Ben huffed. “Oh, god. It’s so early can’t it wait till like....never?” he suggested with a smirk.
“No, we need to talk now. We have some decent offers for tours–”
“Great so you figured it out and I’ll see everyone in a few months,” Ben said sitting on the bed. The girl moaned and licked her lips and turned over and a small breast poked through the sheets.
“I’ve been thinking, okay? We’ve been here almost five years now and you’re getting older and I think you need to start getting involved here,” Noah said.
“I am involved,” Ben said. “Heavily. I please the costumers, I have tricks that Zach would die for,” Ben laughed.
“Look, I’m being serious now, okay? It’s time you join the business. It’s just as much mind as it is yours,” Noah said.
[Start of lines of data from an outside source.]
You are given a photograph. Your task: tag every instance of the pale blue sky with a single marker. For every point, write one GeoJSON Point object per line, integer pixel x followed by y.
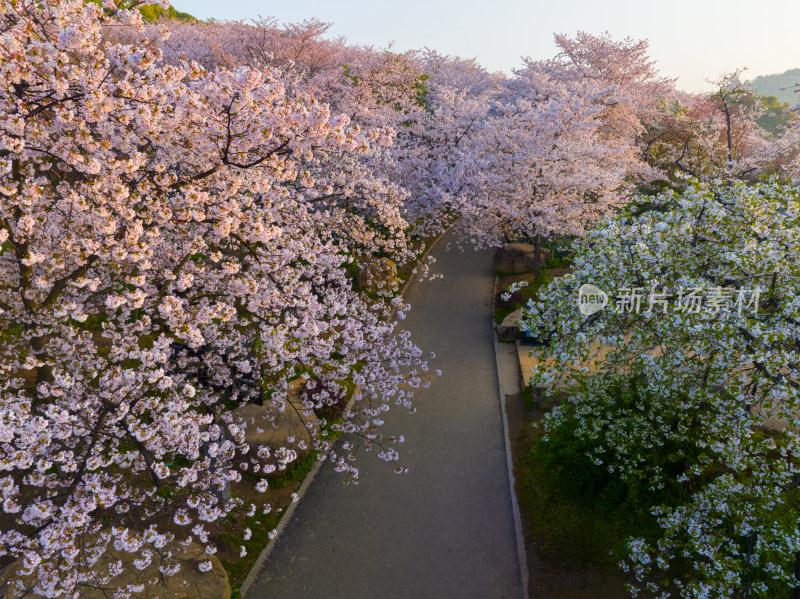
{"type": "Point", "coordinates": [693, 40]}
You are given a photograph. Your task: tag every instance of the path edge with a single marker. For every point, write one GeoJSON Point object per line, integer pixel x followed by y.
{"type": "Point", "coordinates": [522, 555]}
{"type": "Point", "coordinates": [304, 486]}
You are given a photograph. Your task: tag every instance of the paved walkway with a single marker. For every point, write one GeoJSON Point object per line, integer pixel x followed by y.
{"type": "Point", "coordinates": [445, 529]}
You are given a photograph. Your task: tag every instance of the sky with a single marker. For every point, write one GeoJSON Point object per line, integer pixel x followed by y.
{"type": "Point", "coordinates": [691, 40]}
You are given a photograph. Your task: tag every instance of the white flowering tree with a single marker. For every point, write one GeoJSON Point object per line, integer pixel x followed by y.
{"type": "Point", "coordinates": [688, 379]}
{"type": "Point", "coordinates": [174, 244]}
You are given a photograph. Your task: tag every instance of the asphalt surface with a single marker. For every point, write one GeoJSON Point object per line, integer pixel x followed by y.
{"type": "Point", "coordinates": [445, 529]}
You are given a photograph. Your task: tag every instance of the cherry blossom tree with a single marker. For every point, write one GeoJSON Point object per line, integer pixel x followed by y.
{"type": "Point", "coordinates": [174, 242]}
{"type": "Point", "coordinates": [688, 379]}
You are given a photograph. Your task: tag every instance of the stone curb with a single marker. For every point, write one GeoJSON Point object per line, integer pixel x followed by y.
{"type": "Point", "coordinates": [304, 486]}
{"type": "Point", "coordinates": [521, 553]}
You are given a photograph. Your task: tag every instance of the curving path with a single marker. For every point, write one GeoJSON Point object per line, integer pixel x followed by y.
{"type": "Point", "coordinates": [445, 529]}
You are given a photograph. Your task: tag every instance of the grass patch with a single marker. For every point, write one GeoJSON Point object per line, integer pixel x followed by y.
{"type": "Point", "coordinates": [527, 398]}
{"type": "Point", "coordinates": [260, 525]}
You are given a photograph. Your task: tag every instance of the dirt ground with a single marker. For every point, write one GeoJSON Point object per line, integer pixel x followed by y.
{"type": "Point", "coordinates": [548, 578]}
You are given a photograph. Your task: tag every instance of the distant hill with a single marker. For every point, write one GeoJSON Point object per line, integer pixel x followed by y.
{"type": "Point", "coordinates": [780, 85]}
{"type": "Point", "coordinates": [153, 13]}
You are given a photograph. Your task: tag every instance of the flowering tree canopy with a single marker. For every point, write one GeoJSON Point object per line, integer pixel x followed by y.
{"type": "Point", "coordinates": [695, 382]}
{"type": "Point", "coordinates": [174, 243]}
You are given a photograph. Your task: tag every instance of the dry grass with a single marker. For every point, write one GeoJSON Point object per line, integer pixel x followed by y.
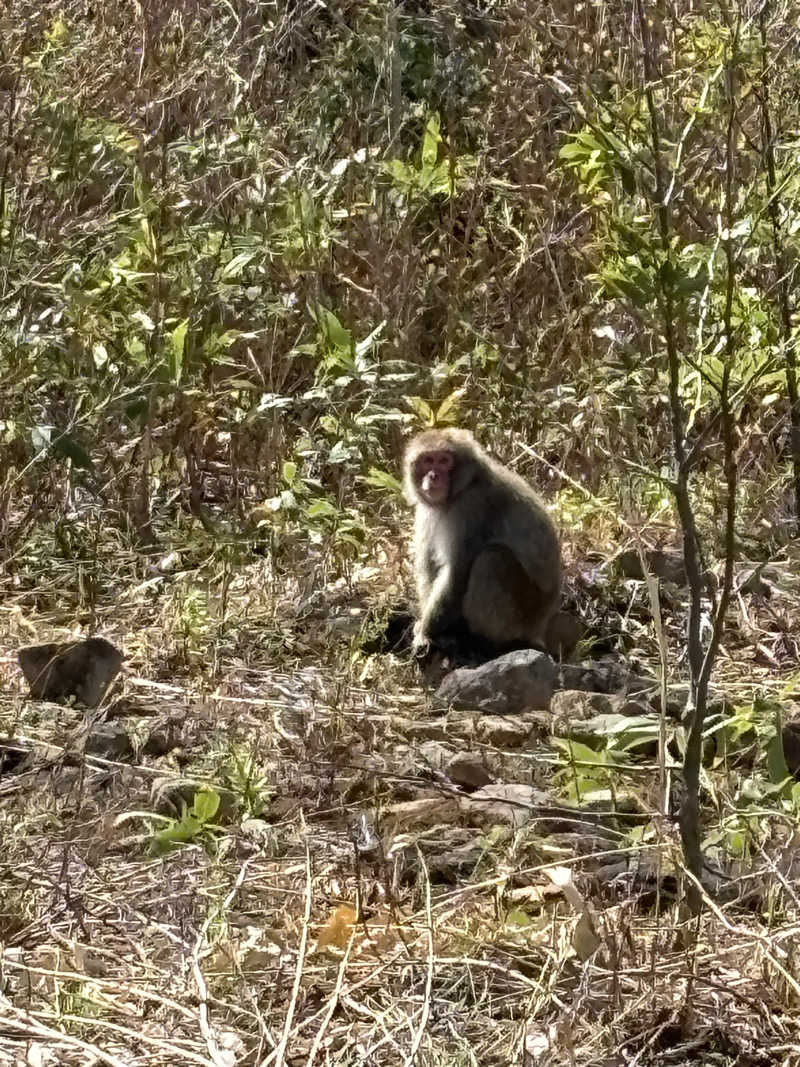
{"type": "Point", "coordinates": [351, 908]}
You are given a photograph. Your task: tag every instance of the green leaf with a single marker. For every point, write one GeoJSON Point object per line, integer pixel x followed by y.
{"type": "Point", "coordinates": [320, 508]}
{"type": "Point", "coordinates": [431, 140]}
{"type": "Point", "coordinates": [206, 805]}
{"type": "Point", "coordinates": [177, 346]}
{"type": "Point", "coordinates": [421, 409]}
{"type": "Point", "coordinates": [448, 410]}
{"type": "Point", "coordinates": [66, 446]}
{"type": "Point", "coordinates": [382, 479]}
{"type": "Point", "coordinates": [237, 265]}
{"type": "Point", "coordinates": [289, 472]}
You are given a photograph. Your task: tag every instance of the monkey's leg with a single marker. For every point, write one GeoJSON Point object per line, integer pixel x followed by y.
{"type": "Point", "coordinates": [502, 605]}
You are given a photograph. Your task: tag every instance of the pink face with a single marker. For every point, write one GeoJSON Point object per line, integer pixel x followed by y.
{"type": "Point", "coordinates": [433, 472]}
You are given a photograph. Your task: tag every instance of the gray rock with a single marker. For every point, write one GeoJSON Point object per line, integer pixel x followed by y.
{"type": "Point", "coordinates": [640, 733]}
{"type": "Point", "coordinates": [504, 731]}
{"type": "Point", "coordinates": [468, 769]}
{"type": "Point", "coordinates": [605, 675]}
{"type": "Point", "coordinates": [79, 669]}
{"type": "Point", "coordinates": [515, 682]}
{"type": "Point", "coordinates": [579, 703]}
{"type": "Point", "coordinates": [110, 741]}
{"type": "Point", "coordinates": [511, 805]}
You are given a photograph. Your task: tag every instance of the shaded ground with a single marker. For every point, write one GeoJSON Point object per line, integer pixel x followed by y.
{"type": "Point", "coordinates": [350, 902]}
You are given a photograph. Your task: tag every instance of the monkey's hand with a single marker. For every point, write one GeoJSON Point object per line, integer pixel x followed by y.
{"type": "Point", "coordinates": [421, 641]}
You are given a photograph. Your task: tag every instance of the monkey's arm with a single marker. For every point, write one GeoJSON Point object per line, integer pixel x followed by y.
{"type": "Point", "coordinates": [443, 608]}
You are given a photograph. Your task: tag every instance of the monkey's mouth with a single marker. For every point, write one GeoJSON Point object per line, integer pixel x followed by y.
{"type": "Point", "coordinates": [434, 487]}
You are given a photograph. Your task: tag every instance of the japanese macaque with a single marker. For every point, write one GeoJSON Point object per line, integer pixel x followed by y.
{"type": "Point", "coordinates": [486, 554]}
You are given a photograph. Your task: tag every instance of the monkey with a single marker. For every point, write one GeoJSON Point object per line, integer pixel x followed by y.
{"type": "Point", "coordinates": [80, 669]}
{"type": "Point", "coordinates": [486, 554]}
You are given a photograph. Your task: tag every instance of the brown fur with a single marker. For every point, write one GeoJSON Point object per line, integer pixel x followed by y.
{"type": "Point", "coordinates": [488, 559]}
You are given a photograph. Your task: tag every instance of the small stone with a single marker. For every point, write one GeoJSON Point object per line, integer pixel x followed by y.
{"type": "Point", "coordinates": [564, 631]}
{"type": "Point", "coordinates": [516, 682]}
{"type": "Point", "coordinates": [109, 741]}
{"type": "Point", "coordinates": [666, 563]}
{"type": "Point", "coordinates": [790, 736]}
{"type": "Point", "coordinates": [468, 770]}
{"type": "Point", "coordinates": [511, 805]}
{"type": "Point", "coordinates": [502, 731]}
{"type": "Point", "coordinates": [79, 669]}
{"type": "Point", "coordinates": [578, 703]}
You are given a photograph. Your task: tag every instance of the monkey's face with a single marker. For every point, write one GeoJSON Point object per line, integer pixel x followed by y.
{"type": "Point", "coordinates": [433, 476]}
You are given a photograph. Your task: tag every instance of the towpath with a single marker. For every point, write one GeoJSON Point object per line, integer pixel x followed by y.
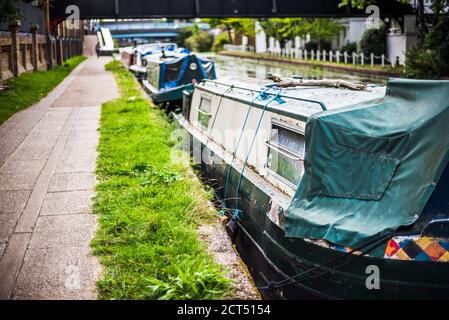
{"type": "Point", "coordinates": [47, 179]}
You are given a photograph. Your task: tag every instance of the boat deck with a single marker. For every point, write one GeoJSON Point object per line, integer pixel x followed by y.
{"type": "Point", "coordinates": [299, 102]}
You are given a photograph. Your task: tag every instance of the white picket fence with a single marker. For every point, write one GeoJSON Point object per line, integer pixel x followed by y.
{"type": "Point", "coordinates": [319, 55]}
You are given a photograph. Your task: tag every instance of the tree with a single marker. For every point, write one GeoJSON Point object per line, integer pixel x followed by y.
{"type": "Point", "coordinates": [284, 29]}
{"type": "Point", "coordinates": [374, 41]}
{"type": "Point", "coordinates": [431, 58]}
{"type": "Point", "coordinates": [8, 11]}
{"type": "Point", "coordinates": [243, 26]}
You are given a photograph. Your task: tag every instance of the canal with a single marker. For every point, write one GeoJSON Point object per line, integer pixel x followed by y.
{"type": "Point", "coordinates": [235, 68]}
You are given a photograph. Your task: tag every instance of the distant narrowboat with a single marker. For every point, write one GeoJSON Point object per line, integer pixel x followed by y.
{"type": "Point", "coordinates": [331, 193]}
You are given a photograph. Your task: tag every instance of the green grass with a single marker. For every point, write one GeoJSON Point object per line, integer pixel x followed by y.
{"type": "Point", "coordinates": [149, 208]}
{"type": "Point", "coordinates": [31, 87]}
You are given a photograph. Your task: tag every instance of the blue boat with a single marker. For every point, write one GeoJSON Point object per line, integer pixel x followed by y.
{"type": "Point", "coordinates": [167, 76]}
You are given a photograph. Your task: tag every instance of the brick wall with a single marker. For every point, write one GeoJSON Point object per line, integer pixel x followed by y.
{"type": "Point", "coordinates": [24, 60]}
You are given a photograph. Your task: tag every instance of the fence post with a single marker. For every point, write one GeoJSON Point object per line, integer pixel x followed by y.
{"type": "Point", "coordinates": [14, 28]}
{"type": "Point", "coordinates": [34, 28]}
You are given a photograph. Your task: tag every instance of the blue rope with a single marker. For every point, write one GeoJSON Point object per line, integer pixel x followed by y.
{"type": "Point", "coordinates": [237, 211]}
{"type": "Point", "coordinates": [222, 211]}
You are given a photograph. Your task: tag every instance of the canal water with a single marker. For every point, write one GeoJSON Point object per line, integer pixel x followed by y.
{"type": "Point", "coordinates": [232, 67]}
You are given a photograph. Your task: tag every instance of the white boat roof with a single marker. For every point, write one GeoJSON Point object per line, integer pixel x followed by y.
{"type": "Point", "coordinates": [331, 98]}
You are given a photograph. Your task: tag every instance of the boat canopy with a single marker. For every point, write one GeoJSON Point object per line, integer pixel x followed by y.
{"type": "Point", "coordinates": [181, 70]}
{"type": "Point", "coordinates": [370, 168]}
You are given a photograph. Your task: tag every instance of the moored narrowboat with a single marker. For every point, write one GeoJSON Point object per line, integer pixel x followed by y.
{"type": "Point", "coordinates": [168, 76]}
{"type": "Point", "coordinates": [331, 193]}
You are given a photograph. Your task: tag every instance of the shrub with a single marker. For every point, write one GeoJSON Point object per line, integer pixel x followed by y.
{"type": "Point", "coordinates": [422, 63]}
{"type": "Point", "coordinates": [311, 45]}
{"type": "Point", "coordinates": [183, 35]}
{"type": "Point", "coordinates": [350, 47]}
{"type": "Point", "coordinates": [220, 41]}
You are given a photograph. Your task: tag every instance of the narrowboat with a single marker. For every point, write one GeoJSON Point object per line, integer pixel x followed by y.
{"type": "Point", "coordinates": [168, 76]}
{"type": "Point", "coordinates": [133, 57]}
{"type": "Point", "coordinates": [330, 193]}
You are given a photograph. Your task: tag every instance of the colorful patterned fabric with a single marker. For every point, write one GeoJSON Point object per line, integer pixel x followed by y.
{"type": "Point", "coordinates": [418, 249]}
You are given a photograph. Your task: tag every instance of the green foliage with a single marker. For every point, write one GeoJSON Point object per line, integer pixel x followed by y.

“I’ve told you, man. Time and time again I want nothing to do with ‘the business,’ all right?” Ben told him. “I don’t even want to be in this damn country never mind running this business.”
“Don’t say that.”
“Well, I’m just being honest. I never wanted to come here, or stay here. That was your decision after she died. Not mine.”
“She’s not a she, she’s our mother,” Noah told him.
“Noah, she’s your mother. She was never mine.”
Noah turned away from him at that, “Why do you have to say things that, huh? She was your mother just as much as mine. Her blood runs through you, no?”
“Yes, but piss runs through me too and I don’t think of it being my father’s piss.”
Noah sighed, “You’re impossible.”
“Yeah, I know.”
“Ben, tonights our last show here for a while. I’d liked you to come tour with us. Maybe ring the show once? Call it, maybe? Look, I just need you to come okay? You don’t have to do anything if you don’t want I just need you to come with us when we leave.”
“What the hell is so important that you need me there?” he asked.
Noah forced a half-smile, “My baby brother’s turning twenty-one. I gotta throw him a party, don’t I?”